Before it’s too late

It would be nice to think that a Trump summit with Kim will lead to nuclear disarmament.

US flies bombers over North Korea (photo credit: REUTERS)
US flies bombers over North Korea
(photo credit: REUTERS)
First, North Korea’s violently ruthless dictator Kim Jong-un offered to meet directly with US President Donald Trump, apparently to deescalate tensions between his regime and the US.
Now, Kim – who like his father and grandfather before him promotes a personality cult – is claiming that the North intends to suspend nuclear and missile tests and scrap its nuclear test site. Instead, Kim says, North Korea will be pursuing economic growth and peace.
Yeah, right.
The question is whether the tough economic sanctions imposed by the Trump administration are enough to coerce Kim to dismantle his country’s nuclear capabilities.
If they are, it could lead to a similar strategy being used against Iran.

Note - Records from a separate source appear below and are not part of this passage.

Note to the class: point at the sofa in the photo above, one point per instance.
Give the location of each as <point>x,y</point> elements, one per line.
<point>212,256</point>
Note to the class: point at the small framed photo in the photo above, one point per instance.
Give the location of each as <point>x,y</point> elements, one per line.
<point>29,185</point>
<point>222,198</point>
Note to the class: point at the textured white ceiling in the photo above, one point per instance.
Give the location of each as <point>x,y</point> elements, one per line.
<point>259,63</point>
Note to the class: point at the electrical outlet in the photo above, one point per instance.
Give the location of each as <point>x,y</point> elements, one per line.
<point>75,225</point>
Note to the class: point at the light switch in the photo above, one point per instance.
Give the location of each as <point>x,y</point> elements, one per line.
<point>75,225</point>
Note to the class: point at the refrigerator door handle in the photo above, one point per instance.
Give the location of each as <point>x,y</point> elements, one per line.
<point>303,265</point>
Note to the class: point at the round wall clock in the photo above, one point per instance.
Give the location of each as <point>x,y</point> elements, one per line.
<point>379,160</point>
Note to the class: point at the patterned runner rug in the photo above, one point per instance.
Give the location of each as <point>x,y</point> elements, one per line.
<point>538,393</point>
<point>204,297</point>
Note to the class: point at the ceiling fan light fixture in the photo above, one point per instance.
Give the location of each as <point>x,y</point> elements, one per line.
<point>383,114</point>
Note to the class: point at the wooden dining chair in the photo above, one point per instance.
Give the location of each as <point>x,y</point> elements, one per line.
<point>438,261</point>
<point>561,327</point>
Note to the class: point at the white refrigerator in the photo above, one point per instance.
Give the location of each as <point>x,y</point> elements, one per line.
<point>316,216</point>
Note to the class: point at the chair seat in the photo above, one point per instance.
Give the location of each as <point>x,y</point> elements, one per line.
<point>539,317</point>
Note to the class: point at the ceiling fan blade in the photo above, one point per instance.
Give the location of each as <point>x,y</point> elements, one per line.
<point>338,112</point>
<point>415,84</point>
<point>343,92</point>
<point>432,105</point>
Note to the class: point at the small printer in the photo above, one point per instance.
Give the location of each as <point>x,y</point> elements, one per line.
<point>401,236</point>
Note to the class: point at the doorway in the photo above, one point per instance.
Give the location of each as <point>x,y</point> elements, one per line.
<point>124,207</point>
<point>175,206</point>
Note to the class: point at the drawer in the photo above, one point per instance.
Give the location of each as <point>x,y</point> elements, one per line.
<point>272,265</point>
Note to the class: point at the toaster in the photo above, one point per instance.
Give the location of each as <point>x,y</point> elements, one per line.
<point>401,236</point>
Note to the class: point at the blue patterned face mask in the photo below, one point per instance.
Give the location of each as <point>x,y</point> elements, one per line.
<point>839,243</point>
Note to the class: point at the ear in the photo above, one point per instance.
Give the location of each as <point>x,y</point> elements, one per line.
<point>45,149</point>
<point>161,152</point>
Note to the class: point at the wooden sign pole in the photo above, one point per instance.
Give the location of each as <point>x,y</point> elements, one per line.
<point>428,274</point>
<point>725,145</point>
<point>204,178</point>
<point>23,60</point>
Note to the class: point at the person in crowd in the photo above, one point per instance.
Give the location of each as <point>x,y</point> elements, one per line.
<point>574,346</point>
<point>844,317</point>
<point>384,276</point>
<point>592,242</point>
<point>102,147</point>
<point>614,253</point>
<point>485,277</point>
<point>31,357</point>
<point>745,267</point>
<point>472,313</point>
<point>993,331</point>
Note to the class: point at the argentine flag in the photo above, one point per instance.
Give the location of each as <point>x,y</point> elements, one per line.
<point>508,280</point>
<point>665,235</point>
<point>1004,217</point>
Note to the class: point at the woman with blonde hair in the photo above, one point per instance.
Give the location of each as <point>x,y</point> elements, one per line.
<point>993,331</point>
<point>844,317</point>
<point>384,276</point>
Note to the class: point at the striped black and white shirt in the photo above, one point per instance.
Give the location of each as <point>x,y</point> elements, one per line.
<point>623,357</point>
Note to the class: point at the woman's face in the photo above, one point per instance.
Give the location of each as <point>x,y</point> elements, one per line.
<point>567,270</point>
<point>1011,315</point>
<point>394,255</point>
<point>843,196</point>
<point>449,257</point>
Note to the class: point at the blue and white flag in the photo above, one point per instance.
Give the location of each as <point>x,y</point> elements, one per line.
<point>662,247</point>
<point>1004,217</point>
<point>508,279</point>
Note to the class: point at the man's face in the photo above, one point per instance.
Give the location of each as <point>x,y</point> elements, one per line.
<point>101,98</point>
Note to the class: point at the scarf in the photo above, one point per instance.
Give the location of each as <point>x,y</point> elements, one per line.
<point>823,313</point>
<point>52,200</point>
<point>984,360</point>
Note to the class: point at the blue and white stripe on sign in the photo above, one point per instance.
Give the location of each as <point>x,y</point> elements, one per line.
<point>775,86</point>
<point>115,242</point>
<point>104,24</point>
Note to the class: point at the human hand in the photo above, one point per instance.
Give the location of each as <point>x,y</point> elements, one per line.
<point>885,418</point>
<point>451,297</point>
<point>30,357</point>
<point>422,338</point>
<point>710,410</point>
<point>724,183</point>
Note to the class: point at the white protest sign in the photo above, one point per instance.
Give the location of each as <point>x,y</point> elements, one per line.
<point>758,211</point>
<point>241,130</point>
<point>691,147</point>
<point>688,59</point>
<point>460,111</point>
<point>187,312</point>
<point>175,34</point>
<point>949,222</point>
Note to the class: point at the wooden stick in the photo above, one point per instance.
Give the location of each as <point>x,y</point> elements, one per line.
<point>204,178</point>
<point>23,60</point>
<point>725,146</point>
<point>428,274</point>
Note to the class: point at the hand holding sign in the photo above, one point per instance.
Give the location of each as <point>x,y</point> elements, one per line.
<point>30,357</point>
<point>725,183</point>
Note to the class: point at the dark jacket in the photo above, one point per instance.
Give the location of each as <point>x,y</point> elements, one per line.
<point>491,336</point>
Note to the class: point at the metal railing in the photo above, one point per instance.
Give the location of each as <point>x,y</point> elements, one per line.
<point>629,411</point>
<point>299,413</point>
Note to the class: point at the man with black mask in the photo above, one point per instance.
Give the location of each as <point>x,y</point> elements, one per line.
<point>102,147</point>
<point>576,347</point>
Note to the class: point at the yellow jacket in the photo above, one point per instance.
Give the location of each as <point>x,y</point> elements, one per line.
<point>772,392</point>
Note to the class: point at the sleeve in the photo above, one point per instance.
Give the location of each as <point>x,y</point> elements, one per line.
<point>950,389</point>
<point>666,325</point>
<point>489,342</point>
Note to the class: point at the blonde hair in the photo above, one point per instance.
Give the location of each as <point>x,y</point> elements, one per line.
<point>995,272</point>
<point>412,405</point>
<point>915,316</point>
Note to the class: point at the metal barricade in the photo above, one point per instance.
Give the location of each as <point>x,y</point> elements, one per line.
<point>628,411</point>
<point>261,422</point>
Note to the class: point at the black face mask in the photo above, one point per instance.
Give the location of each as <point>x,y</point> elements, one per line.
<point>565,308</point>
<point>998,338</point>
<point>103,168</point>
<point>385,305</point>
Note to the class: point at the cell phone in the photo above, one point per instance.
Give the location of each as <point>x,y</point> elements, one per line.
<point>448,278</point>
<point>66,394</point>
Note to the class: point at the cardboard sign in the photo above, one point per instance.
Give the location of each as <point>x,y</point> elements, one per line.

But we are skeptical.
True, Kim did complain during a New Year’s speech of “difficult living conditions” for his people under “life-threatening sanctions.” However, Kim’s totalitarian regime has been starving North Koreans for decades. According to a UN report, food distribution is used as “a means of control over the population,” in which people who are deemed more politically useful get priority over others.
The report also found that the totalitarian regime – which has been described by Western visitors as eerily similar to George Orwell’s dystopian novel 1984 – prioritizes military spending over feeding its people. Confronted with a trade-off between buying the military capability that keeps dictators like himself in power and the spending on the welfare of his people, Kim’s choice is no choice at all.
For both the madmen of Kim’s regime and the Mullahs of Iran, the Libya precedent has become a Dictatorship 101 class on what not to do. Muammar Qaddafi’s fateful decision, in the wake of the US-led coalition’s invasion of Iraq, to give up his weapons of mass destruction and halt his nuclear arms development program, ultimately led to his downfall. Had Qaddafi maintained WMDs, the coalition forces would probably have never attacked for fear the Libyan dictator would unleash a nuclear response.
In Pyongyang’s view – and in the view of the Islamic Republic – the Libyans foolishly disarmed in exchange for promises of economic benefits. Once they were defenseless, the West turned on them. Neither North Korea nor Iran will willingly make the same mistake.
But our view is based on normative thinking about rational cost-benefit considerations. Perhaps Trump, by all accounts an unconventional, quixotic leader and a self-styled master negotiator, will be able to convince the North Koreans there is a credible possibility the US will attack if it does not make concessions. Trump might succeed in conveying this to Kim if, or when, the two men meet.
Then again, the “crazy American president” strategy might also backfire. Escalation could play into the hands of Kim. China has already deployed 300,000 troops and missile batteries along its border with the North. And it is safe to assume that the Americans, who after Iraq and Afghanistan have no desire for another war abroad, would be the first to back down in a game of chicken with North Korea. The threat of a nuclear Armageddon, the accompanying humanitarian horrors – including millions of Koreans rushing the border with China and Russia and the possible outbreak of a Third World War – could lead to inordinate pressure on Trump to negotiate a deal with the North Koreans, with terms that would likely benefit them.
It would be nice to think that a Trump summit with Kim will lead to nuclear disarmament. However, the reality is that once a totalitarian regime obtains nuclear capability, there is little that can be done – short of a military attack – to stop the threat of mass destruction and death.
That’s why it is imperative that Iran, which has yet to obtain nuclear capability, be stopped before it does. America’s clash with North Korea and the pessimistic forecasts for the future should serve as a warning: Once a regime like North Korea has a nuclear bomb it might be too late to talk about nuclear disarmament. Not only does Kim have no incentive to disarm, he knows that doing so might be his demise.